Le Merveilleux Magicien d’Oz : La Rencontre Avec Oz le Redoutable (15/24)

Les quatre voyageurs marchaient jusqu’à la grande porte de la Cité d’Émeraude et sonnaient la cloche. Après avoir sonné plusieurs fois, elle était ouverte par le même Gardien des Portes qu’ils avaient rencontré auparavant.

« Quoi ! Vous êtes de retour ? » demandait-il, surpris.

« Vous ne nous voyez pas ? » répondait l’Épouvantail.

« Je pensais que vous étiez partis rendre visite à la Méchante Sorcière de l’Ouest. »

« Nous l’avons effectivement visitée, » disait l’Épouvantail.
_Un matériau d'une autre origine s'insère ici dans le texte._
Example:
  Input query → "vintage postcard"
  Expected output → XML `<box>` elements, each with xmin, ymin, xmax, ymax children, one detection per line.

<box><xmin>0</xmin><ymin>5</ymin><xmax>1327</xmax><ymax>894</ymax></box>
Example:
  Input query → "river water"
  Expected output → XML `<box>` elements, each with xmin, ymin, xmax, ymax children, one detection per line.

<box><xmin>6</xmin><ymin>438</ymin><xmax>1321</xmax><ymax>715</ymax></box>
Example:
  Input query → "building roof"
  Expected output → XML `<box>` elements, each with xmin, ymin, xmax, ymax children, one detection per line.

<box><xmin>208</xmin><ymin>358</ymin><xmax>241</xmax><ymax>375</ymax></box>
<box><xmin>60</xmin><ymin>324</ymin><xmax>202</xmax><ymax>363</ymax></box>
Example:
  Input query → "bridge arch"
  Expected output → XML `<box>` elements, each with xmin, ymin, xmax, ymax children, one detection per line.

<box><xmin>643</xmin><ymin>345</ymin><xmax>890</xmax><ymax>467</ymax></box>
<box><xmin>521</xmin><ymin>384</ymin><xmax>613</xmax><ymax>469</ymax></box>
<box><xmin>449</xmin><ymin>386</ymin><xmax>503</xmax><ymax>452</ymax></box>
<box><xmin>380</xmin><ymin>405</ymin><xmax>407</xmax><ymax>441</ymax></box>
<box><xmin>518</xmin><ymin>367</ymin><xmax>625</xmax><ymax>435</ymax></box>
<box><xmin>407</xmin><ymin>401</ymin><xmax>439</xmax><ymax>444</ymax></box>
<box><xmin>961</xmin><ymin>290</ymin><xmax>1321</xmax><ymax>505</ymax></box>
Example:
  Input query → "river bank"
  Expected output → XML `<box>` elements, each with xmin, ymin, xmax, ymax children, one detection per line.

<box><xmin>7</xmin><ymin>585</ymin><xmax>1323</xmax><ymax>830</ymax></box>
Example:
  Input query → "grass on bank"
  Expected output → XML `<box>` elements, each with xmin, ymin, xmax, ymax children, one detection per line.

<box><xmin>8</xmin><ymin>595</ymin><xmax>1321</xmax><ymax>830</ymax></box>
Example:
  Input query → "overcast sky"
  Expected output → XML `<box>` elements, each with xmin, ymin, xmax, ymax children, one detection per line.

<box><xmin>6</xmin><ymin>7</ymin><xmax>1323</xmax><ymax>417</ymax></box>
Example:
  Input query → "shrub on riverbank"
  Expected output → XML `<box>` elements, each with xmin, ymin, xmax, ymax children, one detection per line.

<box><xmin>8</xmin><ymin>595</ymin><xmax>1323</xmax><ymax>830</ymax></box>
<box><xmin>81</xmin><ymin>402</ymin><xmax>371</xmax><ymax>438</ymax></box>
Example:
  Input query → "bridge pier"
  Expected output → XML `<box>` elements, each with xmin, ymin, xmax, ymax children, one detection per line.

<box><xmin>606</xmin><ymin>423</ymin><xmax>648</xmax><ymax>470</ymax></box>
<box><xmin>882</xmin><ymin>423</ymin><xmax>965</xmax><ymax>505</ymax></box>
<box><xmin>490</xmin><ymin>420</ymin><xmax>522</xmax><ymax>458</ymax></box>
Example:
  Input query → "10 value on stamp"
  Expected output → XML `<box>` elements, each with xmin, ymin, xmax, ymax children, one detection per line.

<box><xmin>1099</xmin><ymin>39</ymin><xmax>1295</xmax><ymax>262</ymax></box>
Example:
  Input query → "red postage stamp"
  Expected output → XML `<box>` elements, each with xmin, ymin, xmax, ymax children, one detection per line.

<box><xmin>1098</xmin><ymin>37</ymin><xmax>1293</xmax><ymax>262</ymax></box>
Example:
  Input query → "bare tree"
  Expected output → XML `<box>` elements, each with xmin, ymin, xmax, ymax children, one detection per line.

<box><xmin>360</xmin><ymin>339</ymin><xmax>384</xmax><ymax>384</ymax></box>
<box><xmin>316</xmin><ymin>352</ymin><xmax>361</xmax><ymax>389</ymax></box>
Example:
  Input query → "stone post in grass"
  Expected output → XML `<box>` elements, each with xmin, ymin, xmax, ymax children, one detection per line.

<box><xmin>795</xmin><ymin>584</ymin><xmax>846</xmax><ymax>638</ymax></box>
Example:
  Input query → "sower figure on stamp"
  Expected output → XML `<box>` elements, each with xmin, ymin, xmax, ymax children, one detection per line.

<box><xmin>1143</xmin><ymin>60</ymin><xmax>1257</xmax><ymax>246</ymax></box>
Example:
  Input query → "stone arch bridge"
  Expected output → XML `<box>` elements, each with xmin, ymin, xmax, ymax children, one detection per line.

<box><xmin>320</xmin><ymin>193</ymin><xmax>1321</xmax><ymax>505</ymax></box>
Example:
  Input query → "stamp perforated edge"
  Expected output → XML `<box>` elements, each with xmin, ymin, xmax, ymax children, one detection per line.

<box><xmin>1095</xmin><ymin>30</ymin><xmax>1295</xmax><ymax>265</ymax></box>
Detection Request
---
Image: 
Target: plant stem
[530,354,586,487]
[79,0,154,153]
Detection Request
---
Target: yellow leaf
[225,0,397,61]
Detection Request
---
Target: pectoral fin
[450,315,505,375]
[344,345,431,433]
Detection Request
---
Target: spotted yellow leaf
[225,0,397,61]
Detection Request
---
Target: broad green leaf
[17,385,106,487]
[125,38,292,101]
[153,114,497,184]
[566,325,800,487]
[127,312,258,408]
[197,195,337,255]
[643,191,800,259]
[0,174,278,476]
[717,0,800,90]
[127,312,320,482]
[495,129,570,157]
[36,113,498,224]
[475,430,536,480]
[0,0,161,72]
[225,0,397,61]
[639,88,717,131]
« Et elle vous a laissés partir à nouveau ? » demandait l’homme, étonné.

« Elle ne pouvait pas s’en empêcher car elle a fondu, » expliquait l’Épouvantail.
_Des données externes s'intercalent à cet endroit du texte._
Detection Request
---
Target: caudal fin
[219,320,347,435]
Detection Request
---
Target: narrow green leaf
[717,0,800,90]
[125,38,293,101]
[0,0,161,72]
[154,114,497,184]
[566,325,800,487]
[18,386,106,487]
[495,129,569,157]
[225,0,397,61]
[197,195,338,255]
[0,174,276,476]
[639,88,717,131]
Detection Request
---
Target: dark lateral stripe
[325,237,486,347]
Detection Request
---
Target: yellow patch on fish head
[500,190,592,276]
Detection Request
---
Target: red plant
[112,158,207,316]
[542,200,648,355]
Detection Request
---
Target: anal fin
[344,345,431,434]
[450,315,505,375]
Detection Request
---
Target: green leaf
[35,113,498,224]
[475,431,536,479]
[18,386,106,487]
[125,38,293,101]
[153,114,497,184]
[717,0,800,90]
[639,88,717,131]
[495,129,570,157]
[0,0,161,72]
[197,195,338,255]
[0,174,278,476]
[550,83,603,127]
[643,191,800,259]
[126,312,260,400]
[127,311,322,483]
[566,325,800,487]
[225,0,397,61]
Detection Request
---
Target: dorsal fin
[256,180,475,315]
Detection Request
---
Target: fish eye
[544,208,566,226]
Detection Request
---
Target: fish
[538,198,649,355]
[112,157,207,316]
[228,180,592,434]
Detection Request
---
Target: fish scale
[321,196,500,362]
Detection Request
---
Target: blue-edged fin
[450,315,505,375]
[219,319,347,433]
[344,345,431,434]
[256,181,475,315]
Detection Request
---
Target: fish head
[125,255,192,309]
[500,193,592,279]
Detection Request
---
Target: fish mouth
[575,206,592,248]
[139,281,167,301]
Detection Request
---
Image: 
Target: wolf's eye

« Fondue ! Eh bien, c’est une bonne nouvelle, en effet, » disait l’homme. « Qui l’avait fait fondre ? »

« C’était Dorothée, » affirmait le Lion gravement.

« Oh mon Dieu ! » s’exclamait l’homme en s’inclinant très bas devant elle.

Ensuite, il les menait dans sa petite pièce et mettait les lunettes du grand coffre sur tous leurs yeux, comme il l’avait déjà fait auparavant. Ensuite, ils passaient par la porte jusqu’à la Cité d’Émeraude. Quand les gens apprenaient du Gardien des Portes que Dorothée avait fait fondre la Méchante Sorcière de l’Ouest, ils se rassemblaient tous autour des voyageurs et les suivaient en foule jusqu’au Palais d’Oz.

Le soldat aux moustaches verts restait toujours en faction devant la porte, mais il les laissait entrer tout de suite. Ils étaient de nouveau accueillis par la belle fille verte. Elle les conduisait chacun à leur ancienne chambre immédiatement pour qu’ils puissent se reposer jusqu’à ce que le Grand Oz soit prêt à les recevoir.

Le soldat transmettait immédiatement la nouvelle à Oz : Dorothée et les autres étaient revenus après avoir vaincu la Méchante Sorcière. Mais Oz ne répondait pas. Ils s’attendaient à ce que le Grand Magicien les fasse venir tout de suite, mais ce n’était pas le cas. Aucun mot de sa part n’arrivait le lendemain, ni les jours suivants. L’attente devenait épuisante et frustrante, et finalement, ils étaient irrités par la façon dont Oz les traitait après les avoir envoyés traverser tant d’épreuves et d’ennuis. Enfin, l’Épouvantail demandait à la fille verte de porter un autre message à Oz : s’il ne les recevait pas immédiatement, ils feraient appel aux Singes Volants pour obtenir des réponses sur ses promesses. Quand Oz recevait ce message, il était tellement effrayé qu’il ordonnait qu’ils se rendent dans la Salle du Trône à quatre minutes après neuf heures le lendemain matin. Il avait déjà eu affaire aux Singes Volants dans le Pays de l’Ouest, et il ne voulait pas les affronter à nouveau.

Les quatre voyageurs passaient une nuit blanche, chacun pensant au don que Oz lui avait promis. Dorothée s’endormait seulement une fois, et alors elle rêvait qu’elle était au Kansas, où tante Em lui disait combien elle était heureuse d’avoir sa petite fille de retour à la maison.

À neuf heures précises le lendemain matin, le soldat aux moustaches verts venait les chercher, et quatre minutes plus tard, ils entraient tous dans la Salle du Trône du Grand Oz.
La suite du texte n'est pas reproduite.